Twelve miles off the UK’s Orkney Islands in the blustery waters of the North Sea, Microsoft is gearing up to lower a rack of servers some 100 metres below the waves.
The unusual activity comes as the company this morning launched Phase 2 of its “Project Natick”. This will see Microsoft place 12 racks housing 864 datacentre servers on a 14 metre-long dock underwater.
To put that in context, it’s as powerful as several thousand high-end consumer PCs and has enough storage for about five million films. (Did someone say Finding Nemo?)
The project picks up where Phase 1 of Natick left off in 2015.

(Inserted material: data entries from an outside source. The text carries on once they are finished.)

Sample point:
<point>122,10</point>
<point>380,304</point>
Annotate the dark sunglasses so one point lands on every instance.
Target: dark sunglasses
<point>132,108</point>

That saw an initial experimental prototype vessel, christened the Leona Philpot after a popular Xbox game character, operated successfully on the seafloor approximately one kilometer off the Pacific coast of the US for four months.
Why such effort: because it is cold, efficient and doesn’t need fresh water.
“Project Natick reflects Microsoft’s ongoing quest for cloud datacentre solutions that offer rapid provisioning, lower costs, high responsiveness, and are more environmentally sustainable,” the company says.
It has published project cost, but aims to assess commercial viability.
Phase 1, the company claims, demonstrated the feasibility of the subsea datacenter concept, including Microsofts ability to remotely operate a so-called “Lights Out” (physically or geographically isolated) datacentre for long periods of time.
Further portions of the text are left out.